Good timing: I just received this press release from the office of Senator Tom Udall of New Mexico. He and representatives from Kentucky and Pennsylvania have drafted legislation that would put horse racing under the authority of the U.S. Anti-Doping Agency. You might remember them from that fellow Lance Armstrong everyone was talking about a few months ago?
From their FAQ: “USADA is the United States Anti-Doping Agency, the independent, non-governmental, national anti-doping agency for Olympic, Paralympic Pan American and Para panamerican sports in the United States.”
It’s not quite the same thing. But I like the idea nonetheless. I think the argument that they will make is that since parimutuel wagering crosses state and international borders, it’s international sport.
Or something. Anyway, here is the press release.
New Bill to End Doping of Racehorses on Horizon
Sen. Udall & Reps. Whitfield, Pitts preparing legislation to cleanup sport
WASHINGTON – Ahead of Saturday’s Kentucky Derby, U.S. Sen. Tom Udall (D-N.M.) and U.S. Reps. Ed Whitfield (R-Ken.) and Joe Pitts (R-Penn.) revealed draft legislation they intend to introduce to end doping in horseracing and kick cheaters out of the sport.

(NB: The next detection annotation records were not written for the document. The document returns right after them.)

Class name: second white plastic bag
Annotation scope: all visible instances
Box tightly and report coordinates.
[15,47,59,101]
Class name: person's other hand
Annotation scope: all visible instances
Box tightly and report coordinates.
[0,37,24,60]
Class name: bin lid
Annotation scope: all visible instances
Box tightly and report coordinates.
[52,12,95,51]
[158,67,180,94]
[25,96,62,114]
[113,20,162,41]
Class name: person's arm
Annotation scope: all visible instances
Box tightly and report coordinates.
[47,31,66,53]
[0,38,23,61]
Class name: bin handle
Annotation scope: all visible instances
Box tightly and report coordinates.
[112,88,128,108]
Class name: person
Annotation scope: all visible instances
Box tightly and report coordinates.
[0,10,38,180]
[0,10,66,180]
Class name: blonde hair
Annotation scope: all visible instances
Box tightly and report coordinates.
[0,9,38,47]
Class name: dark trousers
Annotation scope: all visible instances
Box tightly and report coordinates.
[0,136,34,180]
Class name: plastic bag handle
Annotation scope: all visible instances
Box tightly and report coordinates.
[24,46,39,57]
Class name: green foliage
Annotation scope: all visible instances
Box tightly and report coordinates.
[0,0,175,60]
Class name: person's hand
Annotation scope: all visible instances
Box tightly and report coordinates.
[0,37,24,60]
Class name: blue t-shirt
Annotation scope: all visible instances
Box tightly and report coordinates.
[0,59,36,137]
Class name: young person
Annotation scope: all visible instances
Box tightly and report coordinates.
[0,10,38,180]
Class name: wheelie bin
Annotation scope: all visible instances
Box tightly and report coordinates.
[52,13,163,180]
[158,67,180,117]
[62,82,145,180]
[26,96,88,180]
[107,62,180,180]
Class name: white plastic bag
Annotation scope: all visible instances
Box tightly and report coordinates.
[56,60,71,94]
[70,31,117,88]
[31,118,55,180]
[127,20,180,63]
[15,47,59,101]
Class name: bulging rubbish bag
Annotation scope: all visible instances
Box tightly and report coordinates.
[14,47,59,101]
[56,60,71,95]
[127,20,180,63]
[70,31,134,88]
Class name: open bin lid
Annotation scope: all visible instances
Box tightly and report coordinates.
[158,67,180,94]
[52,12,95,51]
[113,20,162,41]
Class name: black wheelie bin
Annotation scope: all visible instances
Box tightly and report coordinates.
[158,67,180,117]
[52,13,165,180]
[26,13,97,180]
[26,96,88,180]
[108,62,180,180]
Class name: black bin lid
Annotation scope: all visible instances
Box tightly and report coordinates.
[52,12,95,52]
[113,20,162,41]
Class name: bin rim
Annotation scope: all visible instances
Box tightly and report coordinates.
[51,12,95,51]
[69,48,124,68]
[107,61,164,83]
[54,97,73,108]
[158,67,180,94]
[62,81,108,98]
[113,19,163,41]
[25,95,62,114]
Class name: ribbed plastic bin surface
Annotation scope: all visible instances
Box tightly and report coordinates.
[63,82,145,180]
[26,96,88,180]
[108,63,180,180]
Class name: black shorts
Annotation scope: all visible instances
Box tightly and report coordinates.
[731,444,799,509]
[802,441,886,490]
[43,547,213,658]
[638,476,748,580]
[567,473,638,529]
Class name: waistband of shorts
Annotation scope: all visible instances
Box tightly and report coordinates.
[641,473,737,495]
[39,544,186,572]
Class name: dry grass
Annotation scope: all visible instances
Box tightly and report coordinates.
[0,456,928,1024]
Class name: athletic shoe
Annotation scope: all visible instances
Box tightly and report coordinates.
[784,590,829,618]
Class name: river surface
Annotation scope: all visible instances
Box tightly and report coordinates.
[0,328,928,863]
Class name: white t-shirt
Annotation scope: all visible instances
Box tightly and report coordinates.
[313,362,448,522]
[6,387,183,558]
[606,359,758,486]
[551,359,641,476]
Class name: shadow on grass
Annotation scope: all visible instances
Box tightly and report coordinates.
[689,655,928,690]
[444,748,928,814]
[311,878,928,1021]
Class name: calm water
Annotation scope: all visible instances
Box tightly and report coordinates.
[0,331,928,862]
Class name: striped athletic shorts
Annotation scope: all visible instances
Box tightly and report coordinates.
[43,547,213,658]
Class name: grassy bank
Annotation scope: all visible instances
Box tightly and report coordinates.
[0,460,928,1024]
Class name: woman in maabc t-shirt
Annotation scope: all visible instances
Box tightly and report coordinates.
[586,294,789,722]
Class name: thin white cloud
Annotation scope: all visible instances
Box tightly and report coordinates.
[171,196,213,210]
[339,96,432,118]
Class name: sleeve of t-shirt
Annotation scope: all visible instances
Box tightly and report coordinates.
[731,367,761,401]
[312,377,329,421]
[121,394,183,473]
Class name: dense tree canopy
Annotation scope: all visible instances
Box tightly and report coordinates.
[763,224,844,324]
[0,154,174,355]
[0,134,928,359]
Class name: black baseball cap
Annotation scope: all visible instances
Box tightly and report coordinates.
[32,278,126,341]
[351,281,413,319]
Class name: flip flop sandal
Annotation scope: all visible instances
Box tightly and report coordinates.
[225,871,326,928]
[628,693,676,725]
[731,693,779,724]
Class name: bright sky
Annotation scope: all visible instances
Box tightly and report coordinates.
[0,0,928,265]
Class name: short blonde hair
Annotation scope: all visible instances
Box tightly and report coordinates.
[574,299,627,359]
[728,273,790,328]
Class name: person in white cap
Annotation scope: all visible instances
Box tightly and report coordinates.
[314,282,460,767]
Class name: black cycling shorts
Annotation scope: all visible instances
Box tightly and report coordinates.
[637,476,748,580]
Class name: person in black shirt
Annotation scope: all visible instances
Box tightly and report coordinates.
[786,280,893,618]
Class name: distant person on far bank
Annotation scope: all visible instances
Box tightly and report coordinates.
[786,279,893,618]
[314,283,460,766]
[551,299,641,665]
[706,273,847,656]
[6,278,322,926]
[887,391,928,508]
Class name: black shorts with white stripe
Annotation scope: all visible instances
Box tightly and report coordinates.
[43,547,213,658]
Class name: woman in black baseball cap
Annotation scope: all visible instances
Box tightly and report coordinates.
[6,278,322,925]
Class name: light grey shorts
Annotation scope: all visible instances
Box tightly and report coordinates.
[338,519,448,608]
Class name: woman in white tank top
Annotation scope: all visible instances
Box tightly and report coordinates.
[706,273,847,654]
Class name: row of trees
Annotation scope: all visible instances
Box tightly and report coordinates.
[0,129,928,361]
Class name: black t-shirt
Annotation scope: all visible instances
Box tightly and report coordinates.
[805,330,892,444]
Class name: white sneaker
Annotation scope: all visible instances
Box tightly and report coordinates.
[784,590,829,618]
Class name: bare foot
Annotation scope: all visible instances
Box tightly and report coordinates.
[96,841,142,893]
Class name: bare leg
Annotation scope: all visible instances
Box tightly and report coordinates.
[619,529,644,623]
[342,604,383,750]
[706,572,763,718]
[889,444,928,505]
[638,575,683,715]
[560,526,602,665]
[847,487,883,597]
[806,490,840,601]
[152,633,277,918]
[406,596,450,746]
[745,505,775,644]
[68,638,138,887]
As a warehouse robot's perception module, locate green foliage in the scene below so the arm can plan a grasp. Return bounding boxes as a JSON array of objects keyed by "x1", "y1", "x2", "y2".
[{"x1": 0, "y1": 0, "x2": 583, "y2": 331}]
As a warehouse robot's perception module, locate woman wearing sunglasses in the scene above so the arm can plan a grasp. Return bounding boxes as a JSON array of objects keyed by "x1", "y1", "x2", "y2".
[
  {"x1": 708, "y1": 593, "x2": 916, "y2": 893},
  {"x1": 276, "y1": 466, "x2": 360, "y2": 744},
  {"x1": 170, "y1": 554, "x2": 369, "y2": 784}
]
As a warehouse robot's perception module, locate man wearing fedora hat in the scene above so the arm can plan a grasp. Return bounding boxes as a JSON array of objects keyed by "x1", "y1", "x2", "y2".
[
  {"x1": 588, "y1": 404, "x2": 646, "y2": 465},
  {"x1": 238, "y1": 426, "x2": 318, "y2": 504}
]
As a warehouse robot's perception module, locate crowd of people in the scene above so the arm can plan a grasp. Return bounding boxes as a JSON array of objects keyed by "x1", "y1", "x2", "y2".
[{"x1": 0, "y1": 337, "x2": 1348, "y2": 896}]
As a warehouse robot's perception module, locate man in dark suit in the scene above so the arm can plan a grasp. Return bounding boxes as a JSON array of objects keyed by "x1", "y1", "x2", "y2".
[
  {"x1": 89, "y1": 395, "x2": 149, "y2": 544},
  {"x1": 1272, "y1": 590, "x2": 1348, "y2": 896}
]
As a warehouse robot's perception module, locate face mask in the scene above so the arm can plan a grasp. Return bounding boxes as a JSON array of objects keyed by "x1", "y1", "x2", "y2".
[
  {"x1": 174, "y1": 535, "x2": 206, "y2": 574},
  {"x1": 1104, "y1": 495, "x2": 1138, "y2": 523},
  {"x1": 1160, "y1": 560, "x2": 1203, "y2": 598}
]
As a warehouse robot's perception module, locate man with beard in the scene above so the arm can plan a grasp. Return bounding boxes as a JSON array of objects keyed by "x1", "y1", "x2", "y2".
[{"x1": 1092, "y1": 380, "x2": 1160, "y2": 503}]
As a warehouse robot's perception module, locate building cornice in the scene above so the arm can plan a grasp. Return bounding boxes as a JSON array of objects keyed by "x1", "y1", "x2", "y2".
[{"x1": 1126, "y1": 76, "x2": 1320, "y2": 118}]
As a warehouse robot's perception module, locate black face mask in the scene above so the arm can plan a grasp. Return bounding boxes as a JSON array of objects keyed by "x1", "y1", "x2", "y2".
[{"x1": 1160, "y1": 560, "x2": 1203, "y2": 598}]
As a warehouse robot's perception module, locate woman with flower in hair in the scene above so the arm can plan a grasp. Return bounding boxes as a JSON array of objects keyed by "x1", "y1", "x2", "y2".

The Horseracing Integrity and Safety Act would provide the U.S. Anti-Doping Agency (USADA) with authority to cleanup the sport and enforce anti-doping standards in races with simulcast wagering.
USADA is a non-governmental organization that is designated as the official anti-doping agency for the U.S. Olympics and works with sports leagues to strengthen clean competition policies.
“The chronic abuse of race horses with painkillers and other drugs is dangerous and just plain wrong,” said Udall. “Racing groups have promised drug reform for decades, but this bill would bring in real standards and enforcement from an organization with a proven record for cleaning up sports.“
“This weekend, the very best of horseracing will be on display at the Kentucky Derby. Yet, for too long, the safety of jockeys and equine athletes has been neglected for the pursuit of racing profits,” stated Whitfield. “The doping of injured horses and forcing them to compete is deplorable and must be stopped. Despite repeated promises from the racing industry to end this practice, meaningful action and oversight has yet to come forth. This legislation would bring much-needed reforms to an industry that supports thousands of jobs and is enjoyed by spectators nationwide.”
“Last year, I chaired a hearing that took a deep look into the problems of both legal and illegal drugs in horseracing,” said Pitts. “We heard testimony about how abuse of drugs is killing horses and imperiling riders. Before more people and animals are hurt, we need to put a responsible national authority in charge of cleaning up racing. This is a sensible, bipartisan measure to restore trust in racing and protect lives.”
Horseracing showcases the beauty of an iconic American animal. The industry also has a $10 billion annual economic impact and sustains about 380,000 jobs nationwide. Last year, over $10.8 billion was wagered on American horseracing, including $133 million for the Kentucky Derby. However, as the New York Times reported in 2012, doping undermines the safety and viability of the sport, and twenty-four horses die each week from racing injuries.
Under the new legislation, USADA would develop rules for permitted and prohibited substances and create anti-doping education, research, testing and adjudication programs for horseracing. It would also:
- Put an end to race day medication;
- Set a harmonized medication policy framework for all races with interstate simulcast wagering;
- Require stiff penalties for cheating, including “one and done” and “three strikes, you’re out” lifetime bans for the worst cases; and
- Ensure racehorse drug administrations comply with veterinary ethics.
Last year, Udall, Whitfield and Pitts participated in Congressional hearings that explored medication and performance enhancing drug problems in horseracing.
In previous years the lawmakers introduced similar legislation tasking the Federal Trade Commission to improve the sport. Their new approach, however, would enable USADA to act as the anti-doping body without amending the Interstate Horseracing Act or involving any federal agency or regulation. The legislation would not require any federal taxpayer funds.